Snapchat is on the ropes, but it’s not down and out

So Bad So Good's co-founder Alex Wain considers what Snap's eye-watering product losses could mean for the future of the platform.

This week has been a rough one for Snapchat CEO Evan Spiegel and his animated hotdog.

His company Snap Inc posted a eye-watering net loss of $443M in the third quarter. To put the sheer enormity of that figure into perspective, they lost $514.6M in the WHOLE of 2016.

To say they’re burning through cash might be the understatement of the year. As a result, their share price continues to go from bad to worse, limping to just $12.33 from a high of $27.09 in March when they first went public.

Now remember their much-hyped Spectacles product?

They were smartglasses that were able to record short video segments, which could then be uploaded to your Snap account. Think Google Glass but way cooler.

People were queuing for hours all around New York desperately trying to get a pair. They even collaborated with fashion icon Karl Lagerfeld on the design. For a few weeks in November 2016, it seemed they were without a doubt the hottest accessory of the year.

On Wednesday they admitted they lost a staggering $39.9M on them.

Spiegel’s explanation: “We were very excited about Spectacles and by the initial reception, and because we were so excited I guess we made the wrong decision based on the early traction and ordered a lot of long-lead time parts. Ultimately weren’t able to sell as many Spectacles as we thought we’d be able to based on the early adoption.”

We’ve all make mistakes, but ordering $40M worth of useless stock certainly has to be one of the more erroneous in recent times. But the bad news doesn’t end there.

Snap’s supporters will point to the fact they 178 million daily active users, but they’ve only managed to attracted 4.5M new ones this quarter – not exactly the rapid growth rate investors were expecting. But aside from bleeding money, anaemic growth and being overzealous with their eye-wear orders, the real concern for Snapchat is the unrelenting and continued success of Insta Stories.

Since launching in late 2016, the feature now has 300M daily active users, dwarfing Snapchat in less than a year. Most worrying of all – Zuckerberg’s platform shows no signs of slowing down.

In truth, it’s hard not to feel sorry for Snapchat.

They burst onto the scene with unique product that fundamentally shifted the way millions of individuals interacted with one another. That innovation lead to the creation of a new type of medium that was adored by teenagers for its minimalism and randomness, yet baffled and confused adults with its opaque UI and novelty filters.

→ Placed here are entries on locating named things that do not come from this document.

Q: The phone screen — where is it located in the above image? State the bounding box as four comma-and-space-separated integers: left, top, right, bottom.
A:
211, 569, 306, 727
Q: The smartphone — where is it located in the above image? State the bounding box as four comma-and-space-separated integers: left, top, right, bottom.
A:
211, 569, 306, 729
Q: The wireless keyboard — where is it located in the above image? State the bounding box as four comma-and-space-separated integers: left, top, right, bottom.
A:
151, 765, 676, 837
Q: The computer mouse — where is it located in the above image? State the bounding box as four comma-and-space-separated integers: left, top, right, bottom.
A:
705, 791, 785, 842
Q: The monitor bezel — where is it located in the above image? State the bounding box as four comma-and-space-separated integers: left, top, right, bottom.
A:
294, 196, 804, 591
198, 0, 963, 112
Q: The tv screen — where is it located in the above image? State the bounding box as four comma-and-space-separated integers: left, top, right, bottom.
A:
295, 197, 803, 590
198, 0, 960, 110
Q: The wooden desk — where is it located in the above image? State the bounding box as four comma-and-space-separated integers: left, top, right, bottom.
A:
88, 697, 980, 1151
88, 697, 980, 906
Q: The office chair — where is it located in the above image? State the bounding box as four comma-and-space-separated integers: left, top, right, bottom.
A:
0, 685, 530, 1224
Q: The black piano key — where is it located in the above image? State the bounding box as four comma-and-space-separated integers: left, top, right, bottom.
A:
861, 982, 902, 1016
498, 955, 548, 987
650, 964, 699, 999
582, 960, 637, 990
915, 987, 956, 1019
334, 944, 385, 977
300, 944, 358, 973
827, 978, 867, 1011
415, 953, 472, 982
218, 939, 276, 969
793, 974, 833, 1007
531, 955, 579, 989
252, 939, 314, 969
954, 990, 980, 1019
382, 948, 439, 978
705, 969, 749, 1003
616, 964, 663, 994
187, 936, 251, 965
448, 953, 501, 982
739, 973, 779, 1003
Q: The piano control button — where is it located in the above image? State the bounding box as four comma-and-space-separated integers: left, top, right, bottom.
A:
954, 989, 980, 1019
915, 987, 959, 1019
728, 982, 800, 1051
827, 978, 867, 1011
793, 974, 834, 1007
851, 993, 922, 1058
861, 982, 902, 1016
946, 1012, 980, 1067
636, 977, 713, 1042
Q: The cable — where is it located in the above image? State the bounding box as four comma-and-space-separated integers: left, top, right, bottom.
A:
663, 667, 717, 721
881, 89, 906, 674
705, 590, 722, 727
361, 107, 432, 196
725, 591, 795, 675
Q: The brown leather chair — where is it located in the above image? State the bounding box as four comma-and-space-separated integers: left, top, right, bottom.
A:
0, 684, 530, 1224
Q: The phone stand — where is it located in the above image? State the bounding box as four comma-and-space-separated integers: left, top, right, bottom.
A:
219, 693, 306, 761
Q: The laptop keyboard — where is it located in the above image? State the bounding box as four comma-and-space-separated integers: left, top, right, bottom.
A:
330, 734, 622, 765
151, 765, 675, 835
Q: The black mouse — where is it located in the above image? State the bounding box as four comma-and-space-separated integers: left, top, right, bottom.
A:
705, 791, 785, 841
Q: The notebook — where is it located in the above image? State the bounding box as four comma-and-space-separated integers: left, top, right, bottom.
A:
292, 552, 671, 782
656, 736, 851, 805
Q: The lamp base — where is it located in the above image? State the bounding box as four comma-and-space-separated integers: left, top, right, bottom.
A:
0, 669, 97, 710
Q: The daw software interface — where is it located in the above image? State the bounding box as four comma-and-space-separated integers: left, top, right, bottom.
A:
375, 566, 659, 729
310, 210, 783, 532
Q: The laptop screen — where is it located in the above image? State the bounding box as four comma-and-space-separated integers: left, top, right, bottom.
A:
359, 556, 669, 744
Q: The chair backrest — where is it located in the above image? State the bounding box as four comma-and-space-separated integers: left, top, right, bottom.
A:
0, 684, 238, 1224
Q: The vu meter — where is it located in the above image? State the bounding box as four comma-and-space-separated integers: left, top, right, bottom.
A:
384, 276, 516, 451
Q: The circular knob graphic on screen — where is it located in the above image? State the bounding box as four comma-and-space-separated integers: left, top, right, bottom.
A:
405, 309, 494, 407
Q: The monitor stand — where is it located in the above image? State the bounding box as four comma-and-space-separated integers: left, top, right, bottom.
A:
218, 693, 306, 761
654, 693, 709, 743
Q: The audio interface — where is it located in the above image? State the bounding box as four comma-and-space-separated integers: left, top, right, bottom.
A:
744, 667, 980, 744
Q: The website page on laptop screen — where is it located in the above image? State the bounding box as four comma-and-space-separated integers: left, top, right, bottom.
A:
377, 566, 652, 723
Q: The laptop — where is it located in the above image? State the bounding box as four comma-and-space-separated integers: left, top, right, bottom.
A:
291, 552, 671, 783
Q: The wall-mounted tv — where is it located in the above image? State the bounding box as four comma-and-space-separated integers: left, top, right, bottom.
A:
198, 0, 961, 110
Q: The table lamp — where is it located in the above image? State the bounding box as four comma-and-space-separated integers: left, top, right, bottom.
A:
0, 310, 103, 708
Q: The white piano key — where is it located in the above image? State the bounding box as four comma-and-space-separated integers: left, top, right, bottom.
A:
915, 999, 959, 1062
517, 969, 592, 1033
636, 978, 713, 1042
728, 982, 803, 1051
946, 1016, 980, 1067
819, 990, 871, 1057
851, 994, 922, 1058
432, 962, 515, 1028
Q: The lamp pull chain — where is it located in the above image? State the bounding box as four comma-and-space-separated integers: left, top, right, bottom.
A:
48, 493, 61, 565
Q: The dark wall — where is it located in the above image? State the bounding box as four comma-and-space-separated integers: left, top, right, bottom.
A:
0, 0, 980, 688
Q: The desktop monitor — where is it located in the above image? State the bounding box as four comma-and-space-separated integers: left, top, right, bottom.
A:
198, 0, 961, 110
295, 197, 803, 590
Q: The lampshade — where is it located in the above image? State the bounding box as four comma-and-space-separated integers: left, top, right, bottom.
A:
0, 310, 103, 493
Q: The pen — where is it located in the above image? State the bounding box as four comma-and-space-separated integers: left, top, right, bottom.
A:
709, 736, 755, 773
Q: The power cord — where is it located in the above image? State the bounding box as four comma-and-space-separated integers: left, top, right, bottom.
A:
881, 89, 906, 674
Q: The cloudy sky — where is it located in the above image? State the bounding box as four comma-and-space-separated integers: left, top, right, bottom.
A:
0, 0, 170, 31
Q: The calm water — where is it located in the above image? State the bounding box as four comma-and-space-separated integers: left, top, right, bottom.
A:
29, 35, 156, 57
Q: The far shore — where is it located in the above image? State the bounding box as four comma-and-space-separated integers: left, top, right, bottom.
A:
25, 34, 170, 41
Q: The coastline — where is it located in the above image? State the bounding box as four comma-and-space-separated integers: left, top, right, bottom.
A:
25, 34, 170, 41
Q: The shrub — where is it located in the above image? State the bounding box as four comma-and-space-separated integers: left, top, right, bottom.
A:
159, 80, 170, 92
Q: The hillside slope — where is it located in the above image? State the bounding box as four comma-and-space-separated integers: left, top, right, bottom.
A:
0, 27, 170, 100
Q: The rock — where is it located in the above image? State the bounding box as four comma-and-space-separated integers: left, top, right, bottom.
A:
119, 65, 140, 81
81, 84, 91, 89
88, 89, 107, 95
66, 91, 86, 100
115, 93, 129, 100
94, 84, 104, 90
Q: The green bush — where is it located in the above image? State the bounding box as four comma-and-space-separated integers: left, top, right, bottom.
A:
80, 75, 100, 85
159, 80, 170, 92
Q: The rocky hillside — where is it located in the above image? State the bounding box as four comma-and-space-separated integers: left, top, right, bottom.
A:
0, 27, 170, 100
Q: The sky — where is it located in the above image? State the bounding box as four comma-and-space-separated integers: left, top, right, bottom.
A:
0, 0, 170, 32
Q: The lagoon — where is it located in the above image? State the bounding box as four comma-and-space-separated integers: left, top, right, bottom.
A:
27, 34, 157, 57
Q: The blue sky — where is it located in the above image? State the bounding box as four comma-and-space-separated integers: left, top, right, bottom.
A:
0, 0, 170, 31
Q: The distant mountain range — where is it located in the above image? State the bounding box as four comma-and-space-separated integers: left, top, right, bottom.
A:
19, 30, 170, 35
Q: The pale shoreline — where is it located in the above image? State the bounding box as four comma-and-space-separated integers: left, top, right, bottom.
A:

Snapchat felt different, it felt vibrant and above all it felt like the creative platform the internet had long been calling out for since the demise of Vine and MySpace.

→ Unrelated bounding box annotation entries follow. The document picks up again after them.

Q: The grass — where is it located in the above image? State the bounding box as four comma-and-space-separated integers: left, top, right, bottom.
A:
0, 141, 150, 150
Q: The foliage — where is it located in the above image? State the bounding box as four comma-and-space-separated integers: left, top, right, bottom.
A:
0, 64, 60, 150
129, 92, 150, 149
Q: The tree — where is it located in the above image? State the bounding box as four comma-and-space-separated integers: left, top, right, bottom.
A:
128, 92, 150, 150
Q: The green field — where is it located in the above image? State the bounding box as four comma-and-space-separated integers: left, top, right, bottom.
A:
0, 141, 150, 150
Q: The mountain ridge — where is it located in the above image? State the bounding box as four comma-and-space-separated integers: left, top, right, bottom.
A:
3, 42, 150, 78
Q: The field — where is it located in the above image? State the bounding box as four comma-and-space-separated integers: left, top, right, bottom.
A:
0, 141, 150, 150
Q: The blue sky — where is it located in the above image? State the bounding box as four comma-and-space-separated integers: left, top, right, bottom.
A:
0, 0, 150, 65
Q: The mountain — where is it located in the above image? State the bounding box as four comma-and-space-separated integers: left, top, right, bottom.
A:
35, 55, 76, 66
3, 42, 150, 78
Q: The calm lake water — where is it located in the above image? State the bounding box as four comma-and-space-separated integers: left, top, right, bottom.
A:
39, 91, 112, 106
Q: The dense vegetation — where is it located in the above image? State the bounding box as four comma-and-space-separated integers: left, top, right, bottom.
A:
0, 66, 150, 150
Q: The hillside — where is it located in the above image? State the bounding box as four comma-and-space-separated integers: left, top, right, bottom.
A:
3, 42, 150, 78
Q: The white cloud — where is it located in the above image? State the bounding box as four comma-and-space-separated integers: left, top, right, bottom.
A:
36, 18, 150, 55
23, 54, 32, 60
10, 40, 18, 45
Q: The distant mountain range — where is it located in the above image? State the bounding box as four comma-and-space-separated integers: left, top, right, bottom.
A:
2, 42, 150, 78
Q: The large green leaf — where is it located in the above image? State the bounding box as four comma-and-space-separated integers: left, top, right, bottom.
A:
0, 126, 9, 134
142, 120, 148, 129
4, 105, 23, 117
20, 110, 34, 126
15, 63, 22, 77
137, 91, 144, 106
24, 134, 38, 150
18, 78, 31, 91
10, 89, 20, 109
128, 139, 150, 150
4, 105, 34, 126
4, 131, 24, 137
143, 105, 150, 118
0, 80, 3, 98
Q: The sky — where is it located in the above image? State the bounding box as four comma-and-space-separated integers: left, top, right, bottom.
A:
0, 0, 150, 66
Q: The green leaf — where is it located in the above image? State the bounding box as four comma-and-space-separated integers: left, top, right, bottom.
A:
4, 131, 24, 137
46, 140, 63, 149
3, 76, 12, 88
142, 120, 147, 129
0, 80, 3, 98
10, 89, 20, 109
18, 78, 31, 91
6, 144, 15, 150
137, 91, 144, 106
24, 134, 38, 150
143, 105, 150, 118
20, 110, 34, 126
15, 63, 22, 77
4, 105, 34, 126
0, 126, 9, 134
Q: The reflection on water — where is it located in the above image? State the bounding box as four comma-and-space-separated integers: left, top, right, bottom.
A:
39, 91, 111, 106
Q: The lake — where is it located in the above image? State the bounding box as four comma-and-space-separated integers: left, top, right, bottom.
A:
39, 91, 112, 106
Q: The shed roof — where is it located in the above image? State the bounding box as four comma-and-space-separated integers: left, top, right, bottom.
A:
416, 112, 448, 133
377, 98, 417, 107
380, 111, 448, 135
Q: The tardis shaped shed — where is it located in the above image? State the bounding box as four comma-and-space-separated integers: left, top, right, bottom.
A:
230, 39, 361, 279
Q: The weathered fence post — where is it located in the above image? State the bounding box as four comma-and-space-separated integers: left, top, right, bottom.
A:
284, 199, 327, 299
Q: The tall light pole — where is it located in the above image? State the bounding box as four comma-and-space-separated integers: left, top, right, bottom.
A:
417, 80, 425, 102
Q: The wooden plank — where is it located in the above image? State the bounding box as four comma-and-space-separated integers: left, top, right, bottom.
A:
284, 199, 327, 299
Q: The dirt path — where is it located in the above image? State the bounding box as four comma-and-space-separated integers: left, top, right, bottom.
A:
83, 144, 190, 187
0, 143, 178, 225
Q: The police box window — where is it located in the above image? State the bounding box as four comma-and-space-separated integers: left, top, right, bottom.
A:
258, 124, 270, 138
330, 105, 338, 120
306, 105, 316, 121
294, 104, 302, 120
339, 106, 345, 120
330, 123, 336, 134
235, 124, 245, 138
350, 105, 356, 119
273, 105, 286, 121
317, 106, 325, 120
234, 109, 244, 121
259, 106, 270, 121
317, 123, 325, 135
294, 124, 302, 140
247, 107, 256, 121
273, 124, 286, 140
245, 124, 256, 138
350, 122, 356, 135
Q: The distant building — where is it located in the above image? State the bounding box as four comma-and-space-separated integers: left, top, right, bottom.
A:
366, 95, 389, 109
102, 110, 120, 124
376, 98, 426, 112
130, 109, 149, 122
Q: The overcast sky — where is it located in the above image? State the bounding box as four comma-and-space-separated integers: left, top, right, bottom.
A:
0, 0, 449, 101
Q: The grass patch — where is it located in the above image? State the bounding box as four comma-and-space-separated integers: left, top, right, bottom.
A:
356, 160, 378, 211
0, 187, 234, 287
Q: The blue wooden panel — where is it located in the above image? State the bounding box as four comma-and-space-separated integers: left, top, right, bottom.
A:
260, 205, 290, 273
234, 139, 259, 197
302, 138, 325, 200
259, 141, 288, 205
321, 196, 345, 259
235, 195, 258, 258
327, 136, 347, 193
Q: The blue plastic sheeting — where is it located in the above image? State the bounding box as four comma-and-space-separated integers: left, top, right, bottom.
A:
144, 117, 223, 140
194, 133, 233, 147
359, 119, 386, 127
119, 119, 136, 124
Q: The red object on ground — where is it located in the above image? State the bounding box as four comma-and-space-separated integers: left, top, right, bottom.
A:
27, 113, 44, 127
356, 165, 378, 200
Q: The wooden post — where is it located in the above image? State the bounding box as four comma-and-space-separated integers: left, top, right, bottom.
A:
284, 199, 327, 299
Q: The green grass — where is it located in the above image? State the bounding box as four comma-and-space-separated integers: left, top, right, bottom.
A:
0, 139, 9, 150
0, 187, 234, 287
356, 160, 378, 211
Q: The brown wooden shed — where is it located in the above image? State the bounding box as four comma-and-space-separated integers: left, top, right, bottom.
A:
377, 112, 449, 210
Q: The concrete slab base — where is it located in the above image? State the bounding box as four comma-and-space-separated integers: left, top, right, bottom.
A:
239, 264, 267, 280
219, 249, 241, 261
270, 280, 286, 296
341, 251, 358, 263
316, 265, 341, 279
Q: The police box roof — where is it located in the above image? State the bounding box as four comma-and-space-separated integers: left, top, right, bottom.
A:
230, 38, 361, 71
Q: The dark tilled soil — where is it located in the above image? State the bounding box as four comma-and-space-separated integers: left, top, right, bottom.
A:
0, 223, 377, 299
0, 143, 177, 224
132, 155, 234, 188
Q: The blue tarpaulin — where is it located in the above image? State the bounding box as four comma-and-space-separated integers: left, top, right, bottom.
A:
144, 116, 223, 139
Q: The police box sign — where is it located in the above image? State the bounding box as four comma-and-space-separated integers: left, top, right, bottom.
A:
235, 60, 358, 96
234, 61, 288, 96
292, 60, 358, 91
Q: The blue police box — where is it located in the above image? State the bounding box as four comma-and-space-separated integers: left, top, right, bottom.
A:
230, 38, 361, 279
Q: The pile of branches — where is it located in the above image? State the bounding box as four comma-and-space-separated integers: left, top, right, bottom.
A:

Ultimately if you want to attract advertisers, publishers, content creators and keep investors happy – you’ve got to have scale. Snapchat’s stubbornness to reduce its steep learning curve turned away generations of potential users who simply couldn’t figure out how to use it.

But the real sucker punch has been Instagram’s shameless copy of Snaps key story feature. It has single handily halted Snapchat’s rise dead in its tracks. Instagram was already a wildly successful platform in its own right, now it had successfully adopted the core functionality of its competitor too.

If you’re Team Zuckerberg, eagerly leading the charge for being as unoriginal as possible, it’s certainly cause for celebration.

In less than a year they’ve effectively kneecapped a competitor in the most spectacular way possible – by shamelessly copying and pasting their ideas and features on an almost daily basis. Originality and innovation have been trumped by functionality and reliability.

Snapchat’s numerous quirks (searching for friends is time consuming and a lack of tangible insights frequently frustrating) are unquestionably part of its character and charm, but they aren’t ideal for a platform with such lofty aspirations.

With Insta Stories Zuckerberg has given users have an infinitely cleaner, simpler and frankly better platform to share and create content. Sure it’s a copycat, but it’s also an improvement in virtually every aspect. If this fascinating battle between the two tech companies were played as a game of chess, Zuckerberg would gleefully be yelling ‘CHECKMATE’ across the table right now. Any attempted move by Spiegel instantly countered, copied and cloned.

But Snapchat might have one final trick up their sleeve.

Rumours are circulating that they are hurriedly redesigning their interface to make it infinitely more user friendly and accessible. It’s set to roll out before the end of the year. After all, you can’t hope to take on the giants of the internet with only 178M teenagers uploading selfies and hotdogs all day. If they are to have any realistic chance of breaking free from Instagram’s choke-hold, Spiegel and his team need to expand Snapchat’s audience and quickly.

Do that and maybe, just maybe they can mount the most unlikely of comebacks. After all, those who value a connected world that isn’t entirely dominated by Zuckerberg’s tentacles should keep their fingers crossed for Spiegel and Snapchat.

They’re going to need all the luck they can get.

Alex Wain is the co-founder of So Bad So Good and Nothing Cooler.